Kubernetes CPU Requests, Limits, and Throttling
Impacts on Application Performance, some Best Practices
CPU Throttled
CPU Throttling (Kubernetes Workloads): A process where Kubernetes and Container Runtimes restricts a container’s CPU usage to stay within its assigned limits, often causing tasks to wait for the next scheduler quota period when they exceed their allowed CPU time.
CPU Throttling (Linux Kernel): A mechanism in the CFS Bandwidth Control where the kernel prevents a cgroup from exceeding its allocated CPU quota, forcing tasks to stop running until the next quota period.
CPU Requests are implemented via assigning priorities to containers’ processes, i.e., assigning CPU weight and/or “nice” value to cgroups (files “cpu.weight” or “cpu.weight.nice”) Doc: https://docs.kernel.org/admin-guide/cgroup-v2.html#cgroup-v2-cpu Known in community terms also as “Soft Limit”.
CPU Limits are implemented via “CFS Bandwidth Control” (CFS BWC) and cgroups “cpu.max” interface file.
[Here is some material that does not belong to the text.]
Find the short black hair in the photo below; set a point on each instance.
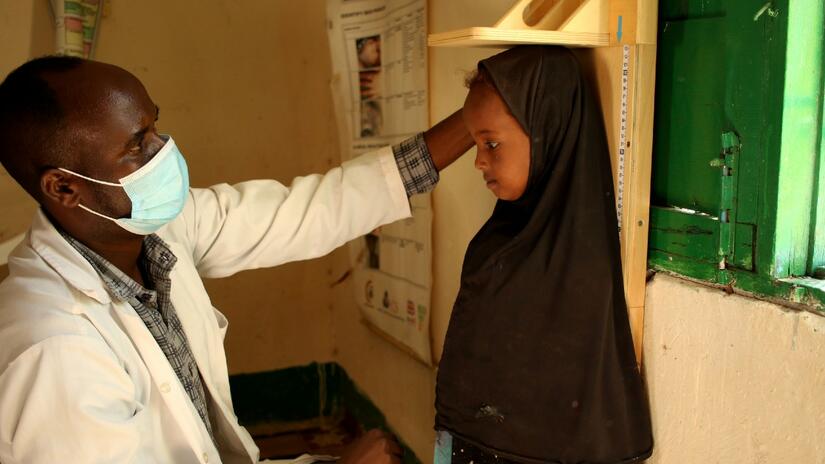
(30, 119)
CFS BWC Doc: https://docs.kernel.org/scheduler/sched-bwc.html Known in community terms also as “Hard Limit”.
CPU Usage vs CPU Throttling
A random but real example: Grafana CPU Usage vs Throttling reports for a K8s container.
How to explain low CPU Usage, even much below request, but high CPU Throttling? … and this is commonly faced case. What does those Throttling mean? How is Throttling measured?
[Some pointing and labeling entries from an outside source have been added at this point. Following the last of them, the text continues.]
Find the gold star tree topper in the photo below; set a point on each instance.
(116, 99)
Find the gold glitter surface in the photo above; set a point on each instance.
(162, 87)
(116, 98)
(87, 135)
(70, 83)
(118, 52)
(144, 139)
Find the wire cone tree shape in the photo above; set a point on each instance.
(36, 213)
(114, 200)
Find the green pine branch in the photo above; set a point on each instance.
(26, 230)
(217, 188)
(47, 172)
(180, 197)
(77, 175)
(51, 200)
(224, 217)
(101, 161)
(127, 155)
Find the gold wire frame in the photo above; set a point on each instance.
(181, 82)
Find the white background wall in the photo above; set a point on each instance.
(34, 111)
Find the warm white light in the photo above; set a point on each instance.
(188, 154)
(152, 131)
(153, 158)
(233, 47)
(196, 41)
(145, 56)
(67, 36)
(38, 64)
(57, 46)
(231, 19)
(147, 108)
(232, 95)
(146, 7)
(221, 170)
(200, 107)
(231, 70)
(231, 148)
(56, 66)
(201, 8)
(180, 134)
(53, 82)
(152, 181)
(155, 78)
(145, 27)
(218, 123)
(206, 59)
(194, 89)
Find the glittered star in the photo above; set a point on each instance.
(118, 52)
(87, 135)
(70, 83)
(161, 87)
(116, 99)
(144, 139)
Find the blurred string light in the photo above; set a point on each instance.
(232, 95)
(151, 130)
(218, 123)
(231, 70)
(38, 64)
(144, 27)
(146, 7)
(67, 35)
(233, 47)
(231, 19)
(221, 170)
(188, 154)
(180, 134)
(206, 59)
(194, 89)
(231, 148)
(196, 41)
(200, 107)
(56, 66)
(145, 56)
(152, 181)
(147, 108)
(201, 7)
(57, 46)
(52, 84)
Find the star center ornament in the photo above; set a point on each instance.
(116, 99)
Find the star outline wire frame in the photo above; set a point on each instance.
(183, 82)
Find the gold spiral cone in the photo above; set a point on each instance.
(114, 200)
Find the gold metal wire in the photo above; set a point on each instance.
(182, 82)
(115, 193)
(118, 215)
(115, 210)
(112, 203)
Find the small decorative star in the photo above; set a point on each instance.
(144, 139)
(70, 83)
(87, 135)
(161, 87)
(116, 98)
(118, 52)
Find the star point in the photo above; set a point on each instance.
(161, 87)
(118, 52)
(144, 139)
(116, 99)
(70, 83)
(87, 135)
CPU Management in Kubernetes:
Limits, Requests, Throttling
Requests: Guarantee resources for workloads. In K8s, they affect how Pods are scheduled on nodes. Play role as CPU tasks “weight” (priority) during CPU contention on host machine.
Limits: Cap CPU usage to avoid over-consumption.
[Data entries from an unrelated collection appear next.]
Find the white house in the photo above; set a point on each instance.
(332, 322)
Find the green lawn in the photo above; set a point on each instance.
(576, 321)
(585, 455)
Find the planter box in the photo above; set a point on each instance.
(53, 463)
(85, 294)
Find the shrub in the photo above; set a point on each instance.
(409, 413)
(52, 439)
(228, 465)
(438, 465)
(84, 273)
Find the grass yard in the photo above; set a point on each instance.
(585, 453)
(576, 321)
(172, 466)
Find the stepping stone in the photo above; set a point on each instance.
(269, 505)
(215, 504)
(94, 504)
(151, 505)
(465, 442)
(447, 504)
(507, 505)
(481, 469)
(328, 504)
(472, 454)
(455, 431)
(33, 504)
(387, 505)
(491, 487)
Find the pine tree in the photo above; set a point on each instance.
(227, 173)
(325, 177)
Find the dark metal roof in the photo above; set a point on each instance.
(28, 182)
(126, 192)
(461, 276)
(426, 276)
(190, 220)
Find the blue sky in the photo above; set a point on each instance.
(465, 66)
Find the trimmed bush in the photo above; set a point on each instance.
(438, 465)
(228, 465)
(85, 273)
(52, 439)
K8s CPU and MEM Resources packed onto Node
- CPU Throttling: The process of limiting CPU usage when tasks or containers exceed their allocated quota (limit), forcing them to pause and wait until the next scheduling period.
Key Terms and Concepts
CPU: A unit of processing power, which can represent a physical CPU, a CPU core, or a Logical CPU (e.g., a physical core with Hyper-Threading enabled is considered as 2 logical CPUs). In Kubernetes, it’s often referred to as a vCPU, equivalent to a share of processing power.
vCPU (virtual CPU) in cloud and/or virtualized environments – out of scope of this DOC but, in short: is a unit of CPU capacity assigned to a container or pod in Kubernetes. It abstracts the underlying physical hardware, allowing Kubernetes to allocate and manage processing resources in a platform-agnostic way. In most environments, 1 vCPU corresponds to 1 physical CPU or 1 logical CPU (e.g., 1 thread on a hyper-threaded core). On physical hardware, a single physical CPU core with Hyper-Threading enabled may back 2 vCPUs. In virtualized environments (e.g., VMs or cloud instances), multiple vCPUs can be over-committed and mapped to the same physical CPU core. For instance: N:1 mapping: 4 vCPUs could share 1 physical core, with each vCPU getting a fraction of the core’s processing power (e.g., 25% if evenly divided).
CPU Time: The total cumulative time a task or group of tasks spends executing on one or more CPUs. This includes time spent running tasks in parallel (on multiple CPUs) or concurrently (on the same CPU) over a defined period.
CPU Usage: Represents the percentage of CPU capacity consumed by a task or group of tasks over a monitored interval of wall-clock time. It’s a rate (e.g., “50% of one CPU” or “2 CPUs used at 80% i.e. 160%”), typically measured in real-time or averaged over intervals.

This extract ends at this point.